Mi esposo me engaña
Después de muchas
llegadas tarde pude darme cuenta que Jorge me engañaba.
Primero lo olí a
un perfume desconocido y él aseguró que era el aroma del jabón líquido del
gimnasio al cual va todos los días.
—¡Ya reclamé al
gerente porque ese menjurje huele a mujer barata! —Dijo molesto.
Después vi que
su camisa estaba manchada de carmín y deduje que alguna de sus compañeras de
trabajo lo había abrazado (había sido su cumple).
Estaba raro. No
me veía a los ojos y supuse que se debía a la carga de trabajo que suele
distraerlo los fines de mes. “Pobrecito —pensé—
las que tiene que pasar para que sus hijos y yo tengamos una buena vida”.
Una de esas
noches que deseaba sexo me le acerqué cariñosa. Él gruñó como si estuviera
profundamente dormido.
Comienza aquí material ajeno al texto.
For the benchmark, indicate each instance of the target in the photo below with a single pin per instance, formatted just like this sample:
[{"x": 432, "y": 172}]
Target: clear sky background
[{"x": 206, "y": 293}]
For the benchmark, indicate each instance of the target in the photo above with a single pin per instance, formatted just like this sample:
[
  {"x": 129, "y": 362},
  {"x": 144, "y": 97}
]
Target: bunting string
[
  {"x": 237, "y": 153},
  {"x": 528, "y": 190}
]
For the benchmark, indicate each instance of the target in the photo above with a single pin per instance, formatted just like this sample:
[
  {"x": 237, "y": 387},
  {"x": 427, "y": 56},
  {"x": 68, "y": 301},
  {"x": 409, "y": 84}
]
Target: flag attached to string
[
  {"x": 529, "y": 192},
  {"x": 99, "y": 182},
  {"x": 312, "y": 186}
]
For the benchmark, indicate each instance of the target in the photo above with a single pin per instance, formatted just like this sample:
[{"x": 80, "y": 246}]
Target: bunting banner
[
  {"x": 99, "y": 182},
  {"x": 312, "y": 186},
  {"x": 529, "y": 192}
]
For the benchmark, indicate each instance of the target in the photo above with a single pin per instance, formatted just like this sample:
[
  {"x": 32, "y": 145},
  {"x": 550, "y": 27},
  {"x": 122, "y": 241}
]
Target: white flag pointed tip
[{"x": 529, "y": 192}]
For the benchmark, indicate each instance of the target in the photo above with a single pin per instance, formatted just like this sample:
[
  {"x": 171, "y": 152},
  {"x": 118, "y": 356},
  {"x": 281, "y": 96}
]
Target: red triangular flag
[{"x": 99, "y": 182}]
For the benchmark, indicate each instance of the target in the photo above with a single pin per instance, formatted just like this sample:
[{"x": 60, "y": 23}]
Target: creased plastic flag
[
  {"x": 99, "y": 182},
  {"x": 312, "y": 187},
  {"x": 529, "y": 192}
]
Empecé a tocarlo y cuando llegué a su zona erógena brincó
levantándose para ir al baño:
—Me cayó mal la
cena —dijo. Y yo que le creí.
Algo me indicó
que podía engañarme y empecé a mirarlo con los ojos de la sospecha. Se me
ocurrió preguntarle qué pensaba del adulterio. Lo noté nervioso pero me
respondió con otra pregunta defensiva: ¿Alguna de tus amigas engaña a su
marido? Ahí quedó mi interrogatorio; no obstante, al otro día, sin tener por
qué (no había nada qué festejar) me llevó unas flores. “Son para que recuerdes
cuánto te amo”, dijo el sinvergüenza.
Otra ocasión me
regaló una churumbela con diferentes piedras. Su esplendor me sedujo
provocándome el deseo de abrazarlo como cuando éramos novios. Olí el aroma a
sexo. ¡Qué bárbara! —me dije— lo que es el poder de la mente que conserva los
olores de aquellos momentos felices, juveniles. ¡Ah, la burra! No caí en cuenta
que Jorge estaba impregnado del tufo aquel que dejan las jovencitas cuyo
deporte preferido es el sexo, precisamente.
Fueron tantas
las huellas y los indicios y las pistas y los vestigios y los rastros producto
del engaño, que por fin me convencí de que Jorge, mi amado esposo, me era
infiel; que me ponía los cuernos; que me había visto la cara de pendeja.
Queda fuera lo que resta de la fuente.